他疼悠悠,愛悠悠,寵悠悠,恨不得整天把她捧在手心裏,見不得任何人傷害欺負悠悠,但他的保護必須是合法的,必須是沒有違反道德的。

如果別人是錯誤的一方,他也跟着犯錯,那他還有什麽資格去指責別人?

現在康婷婷夫妻倆受到的是法律上的懲罰,他游烈受的卻是道德上的懲罰。

“對不起。”

游烈憐惜地說着:“不要跟我說對不起,你沒有對不起我的地方,一切都是我自己瞞着你去做的,是我的過錯,與你無關。”

“如果不是我,你也不會那樣安排。”

“悠悠,什麽都別說了,以後我們汲取教訓便是。今天是過年,別再提這些讓人不開心的事,我們回家吧。”

過年了。

是呀,過年了。

她與游烈從訂婚到現在,也走過了将近半年的風雨。

短短的半年內,發生的事情太多太多了。

“好,我們回家。”

……

市中心醫院

“六哥,你是故意救許悠受傷的,還是無意的?”

前來接不想在醫院裏過年的明煜回家,明十少一邊幫着明煜收拾着,一邊問着。

明煜趴在床上,他傷在後背,雖然沒有要他的命,卻需要休養很長一段時間才能恢複健康。他當時失血也多,送到醫院後,醫生幫他輸了血的,否則傷不致命,也會因為失血過多而英年早逝。聽到老十的問話,明煜扭頭撇了弟弟一眼,不答反問:“你說呢?”

老十坐回到床沿上,很想戳一下六少的傷口,問問他會不會痛,不過他還是忍住了沖動,哼着:“誰知道你是故意的還是無意的。如果是故意的,你可真不要命,萬一那把長長的水果刀朝你後脖子一劃,你的腦袋就像球一樣在地上滾了。如果是無意的,那也太湊巧了。”

明煜淡淡地笑了笑,“那你就不要去想,也不要問了。快幫我收拾好東西,我要回家,再住下去,我會悶瘋的,整天只能趴在床上,想躺一下都不行。”

“那也是你自找的。”

老十一點都不同情明煜,他站起來又去幫明煜收拾。“大哥已經通知了陸醫生在家裏候着了,以後你的複原便交給他了。”

“大哥會不會來接我出院?”

老十睨了明煜一眼,“你這個樣子,本來還不能出院的,非要出院,你以為我一個人能把你弄回家去?大哥他們随後就到,我是想問問你,才會比他們早到一步的。”

“今天都過年了,我可不想在醫院裏過年。不愧是我的好兄弟,就知道你們會心疼我的。”明煜說得有點得瑟,讓老十忍不住輕戳一下他的傷口,明煜立即痛叫着:“老十,你謀殺呀!”

“看不慣的的得瑟。”收拾好了,看到擺滿了兩邊床頭櫃的花束,他問着明煜:“這是許悠送來的吧,你現在是她的救命恩人了,随時都可以見她,接近她,實施你的‘搶他的女人’,只是,六哥,她可是殘花敗柳了呀。”

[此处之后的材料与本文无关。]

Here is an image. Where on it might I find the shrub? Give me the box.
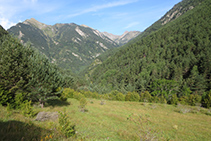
[188,94,201,106]
[140,91,152,102]
[179,96,189,105]
[21,100,36,117]
[0,88,13,105]
[79,97,87,112]
[160,95,167,104]
[177,103,191,114]
[116,92,125,101]
[59,111,76,138]
[125,92,140,101]
[73,92,84,100]
[168,94,178,105]
[14,93,27,109]
[202,91,211,108]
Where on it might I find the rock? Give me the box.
[35,112,59,121]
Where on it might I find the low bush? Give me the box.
[59,111,76,138]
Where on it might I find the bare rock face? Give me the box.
[35,112,59,121]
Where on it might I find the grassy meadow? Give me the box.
[0,99,211,141]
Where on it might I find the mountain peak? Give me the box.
[23,18,48,29]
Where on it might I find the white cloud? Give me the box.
[68,0,138,17]
[125,22,139,29]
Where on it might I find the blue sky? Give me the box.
[0,0,181,35]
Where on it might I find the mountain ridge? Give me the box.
[8,18,140,73]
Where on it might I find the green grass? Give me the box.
[0,99,211,141]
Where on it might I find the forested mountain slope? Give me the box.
[8,18,140,73]
[91,0,211,95]
[132,0,204,42]
[0,25,65,107]
[83,0,203,77]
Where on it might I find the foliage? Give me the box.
[90,0,211,107]
[0,88,13,105]
[59,111,76,138]
[168,94,178,105]
[8,19,119,73]
[188,94,201,106]
[202,91,211,108]
[125,92,140,101]
[0,32,64,107]
[116,92,125,101]
[21,100,36,117]
[140,91,152,102]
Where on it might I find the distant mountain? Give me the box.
[81,0,203,77]
[103,31,141,46]
[8,18,140,73]
[132,0,204,42]
[86,0,211,94]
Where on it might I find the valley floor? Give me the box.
[0,99,211,141]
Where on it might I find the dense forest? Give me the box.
[0,27,71,107]
[84,0,211,106]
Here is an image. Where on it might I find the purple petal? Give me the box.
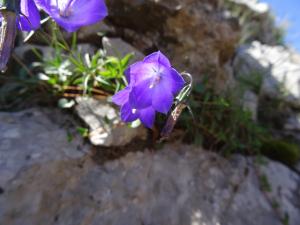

瞪了老十一眼,明煜低低地笑着,眼裏閃爍着惡劣,低聲答着:“對她這種美人不要說殘花敗柳,要說韻味十足,她是少婦,少婦比少女更有魅力,只有處女情結的男人才會喜歡找少女。”頓了頓,他笑得更深了,“花束都是游烈拿來的,他霸道得很,哪怕我救了他的愛妻,他也不會讓許悠送我花的。不過,能天天收到游大少爺送來的花束,也是一件愉快的事。”

想到游烈以後就欠他一個人情,明煜就忍不住揚起劍眉。

與對手交戰時,有時候不需要你死我活,不需要暴力血腥手段,也能傷對方入骨。

他明煜就喜歡不用暴力血腥手段,也能傷游烈入骨。

他要定游氏集團了!

“你得瑟吧,回去大哥二哥會好好地款待你的。”

明煜陰郁地瞪了弟弟一眼,這家夥就喜歡潑他冷水。不過以大哥的精明,或許真能猜透他的心思及計劃。兄弟十人,只有老大才有那個本事把他看透。

是不是當老大的都是最厲害的?

游家四少也是這樣,大少游烈最厲害。他們明家也這樣,說實話,明煜與十少明昊才是同胞親兄弟,為明家三太太所生。而明家大少以及二少都是大太太所生,可是大家都對現在的當家人明大少極其的尊敬信任。

明家與游家不一樣。

游家上面還有一個老太太握着公司的股份,游烈雖為游氏的當家總裁,說白了不過是為家族打工。而明大少這個明氏的當家總裁,在公司是老大,在家裏依舊是老大,他上面沒有任何人壓着他,在家族的地位高高在上,這一點游烈稍微輸了一點兒。

“明昊,你不說話,沒人當你是啞巴!”

“我還真怕我不說話會被人當成啞巴呢,怎麽辦?”

“等我好了,看我怎麽修理你。”

“等你好了再說吧。”

現在輪到明昊得瑟了。

557 認祖歸宗(一)

557 認祖歸宗(一)

過年了,這是個喜慶的日子,全國人民都在準備着他們的年夜飯。

雨晴卻在遲疑着,遲疑着要不要跟着歐陽俊回歐陽家過年。

此刻,歐陽俊就在樓下,他已經替她母子三人買好了飛機票,就等她點頭跟他走。歐陽俊沒有催促她,也沒有逼她,只靜靜地靠在車身上,默默地仰望着五樓。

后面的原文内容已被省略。